Fahrschule nur für Frauen: Vorreiter in Niedersachsen
"Machofreie Zone - Lady Drive" ist an der Fahrschule für Frauen zu lesen. Nicht einmal einen Monat ist das kleine Unternehmen in Osnabrück alt und schon sind das Interesse von Fahrschülerinnen und die Aufregung in den sozialen Medien groß. "Wir sind Vorreiter in Niedersachsen", sagt Fahrschulleiter Stefan Eggert. In großen Städten wie Hamburg gibt es schon länger solche Angebote.
"Das Projekt ist entstanden, weil viele, viele in den vergangenen Jahren angerufen haben und von Frau zu Frau ausgebildet werden wollten", berichtet er. Es solle eine Schutzzone für Frauen sein, ob sie nun schlechte Erfahrungen gemacht hätten oder einfach nicht neben einem Mann auf engem Raum im Auto sitzen wollten. "Wir haben bestimmt fünf, sechs Jahre überlegt. Die Resonanz zeigt, dass es der richtige Weg war, das zu machen", sagt der Betreiber.
Das operative Geschäft überlässt er Dorentina Bitiqi, seit zwei Jahren Fahrschullehrerin. Sie erklärt in den Stunden auf der Straße geduldig den toten Winkel, verschiedene Geschwindigkeiten und den Schulterblick beim Spurwechsel. «Wir bekommen sehr positives Feedback von Frauen, die endlich dieses Go bekommen haben», erzählt die 28-Jährige im Gespräch der Deutschen Presse-Agentur. So können einige endlich den Führerschein erwerben. Ihr ist die Atmosphäre im Auto unheimlich wichtig.
Von der Angst Fragen zu stellen
Die Begeisterung sei so groß, weil viele Frauen schlechte Erfahrungen mit männlichen Fahrlehrern gemacht hätten und sich wohler fühlten, wenn eine Frau neben ihnen sitze. Es sei ein angenehmes Klima. "In der Theorie habe ich mich im gemischten Kurs nicht getraut Fragen zu stellen", sagt Fahrschülerin Alexandra Vasiljeva, die sich seit dem Wechsel in die Frauenfahrschule deutlich wohler fühlt. "Ich hatte vorher Angst etwas Falsches zu fragen, nun frage ich einfach", berichtet die 20-Jährige.

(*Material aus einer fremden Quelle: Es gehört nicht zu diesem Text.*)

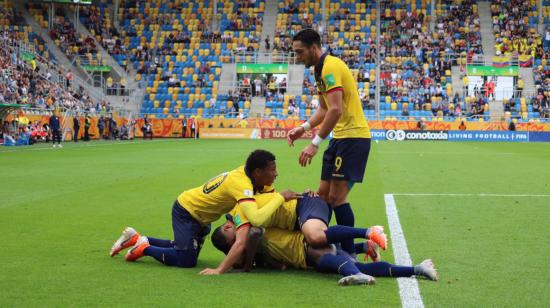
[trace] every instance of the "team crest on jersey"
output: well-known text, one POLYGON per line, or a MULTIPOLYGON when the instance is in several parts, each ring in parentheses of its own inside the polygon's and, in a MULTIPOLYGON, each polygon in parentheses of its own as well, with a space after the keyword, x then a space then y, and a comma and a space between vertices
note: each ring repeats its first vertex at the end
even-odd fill
POLYGON ((241 216, 239 214, 235 215, 235 225, 239 226, 241 224, 241 216))
POLYGON ((334 74, 326 75, 325 79, 327 81, 327 87, 332 87, 332 86, 336 85, 336 80, 334 80, 334 74))
POLYGON ((222 185, 223 181, 227 178, 227 175, 229 172, 222 173, 212 179, 210 179, 204 186, 202 187, 202 192, 205 194, 209 194, 213 192, 216 188, 220 187, 222 185))

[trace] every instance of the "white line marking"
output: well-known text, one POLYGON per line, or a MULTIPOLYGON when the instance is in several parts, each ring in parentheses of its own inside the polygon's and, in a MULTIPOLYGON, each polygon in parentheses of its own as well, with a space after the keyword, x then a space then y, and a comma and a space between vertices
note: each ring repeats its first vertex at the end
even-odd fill
POLYGON ((533 197, 533 198, 544 198, 550 197, 550 195, 545 194, 435 194, 435 193, 394 193, 393 196, 444 196, 444 197, 533 197))
MULTIPOLYGON (((384 201, 386 202, 386 215, 388 216, 388 223, 390 226, 395 263, 403 266, 412 266, 405 235, 403 234, 403 229, 399 222, 399 215, 397 214, 397 208, 395 207, 395 199, 392 194, 385 194, 384 201)), ((416 278, 397 278, 397 284, 399 285, 399 296, 401 297, 401 304, 403 307, 424 307, 416 278)))

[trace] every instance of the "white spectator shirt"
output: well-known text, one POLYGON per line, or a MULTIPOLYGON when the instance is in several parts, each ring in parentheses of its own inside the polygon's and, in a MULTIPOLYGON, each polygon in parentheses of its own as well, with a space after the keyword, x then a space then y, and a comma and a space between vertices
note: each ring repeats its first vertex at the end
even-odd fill
POLYGON ((319 107, 319 100, 316 99, 316 98, 313 98, 311 100, 311 106, 314 108, 314 109, 317 109, 317 107, 319 107))

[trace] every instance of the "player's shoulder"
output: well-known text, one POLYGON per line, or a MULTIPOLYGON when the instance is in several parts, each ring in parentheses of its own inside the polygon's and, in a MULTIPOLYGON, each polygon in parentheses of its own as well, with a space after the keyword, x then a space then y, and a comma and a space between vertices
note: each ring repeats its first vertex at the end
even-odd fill
POLYGON ((326 58, 325 58, 325 62, 323 64, 323 71, 325 69, 335 70, 335 69, 342 69, 342 68, 347 68, 347 67, 348 66, 346 65, 346 63, 344 61, 342 61, 342 59, 340 59, 338 57, 335 57, 335 56, 327 55, 326 58))
POLYGON ((246 174, 244 166, 240 166, 229 171, 227 173, 226 182, 228 185, 235 188, 246 188, 247 190, 252 191, 252 180, 246 174))
POLYGON ((248 175, 246 174, 246 171, 244 170, 244 166, 240 166, 236 169, 233 169, 229 172, 227 172, 227 177, 230 180, 233 181, 245 181, 245 182, 252 182, 248 175))

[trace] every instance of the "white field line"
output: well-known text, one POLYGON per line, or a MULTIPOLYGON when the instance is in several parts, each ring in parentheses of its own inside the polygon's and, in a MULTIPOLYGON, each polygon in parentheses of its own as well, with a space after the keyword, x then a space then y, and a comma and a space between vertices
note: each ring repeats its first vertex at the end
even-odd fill
MULTIPOLYGON (((390 236, 393 247, 395 263, 403 266, 412 266, 411 256, 405 241, 405 235, 399 222, 399 215, 395 206, 395 199, 392 194, 385 194, 384 201, 386 202, 386 215, 390 226, 390 236)), ((424 303, 420 296, 418 281, 416 278, 397 278, 399 285, 399 296, 401 304, 404 308, 423 308, 424 303)))
POLYGON ((393 193, 393 196, 411 196, 411 197, 426 197, 426 196, 442 196, 442 197, 533 197, 544 198, 550 197, 548 194, 455 194, 455 193, 393 193))

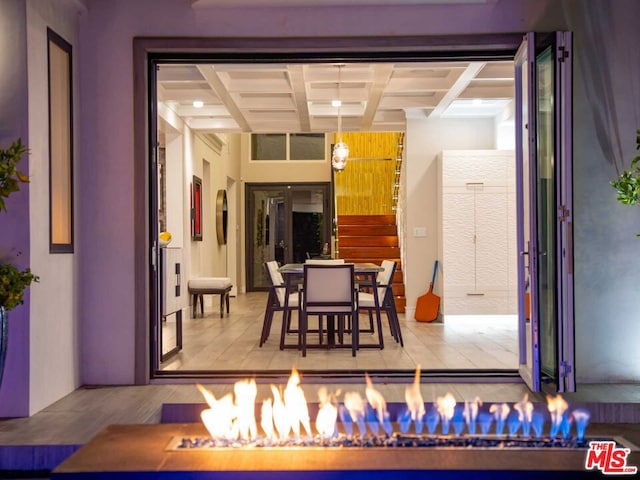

Der Inhalt des Unterrichts und der Prüfungen ist für die Führerscheinanwärterinnen der gleiche wie bei gemischten Angeboten. "Mir ist das sehr wichtig nur unter Frauen zu sein und eine Lehrerin zu haben, die auf der gleichen Ebene ist wie mal selbst", meint die 18 Jahre alte Lily Schober. "Es ist die Sicherheit, nicht komisch angemacht zu werden oder Kommentare zu bekommen".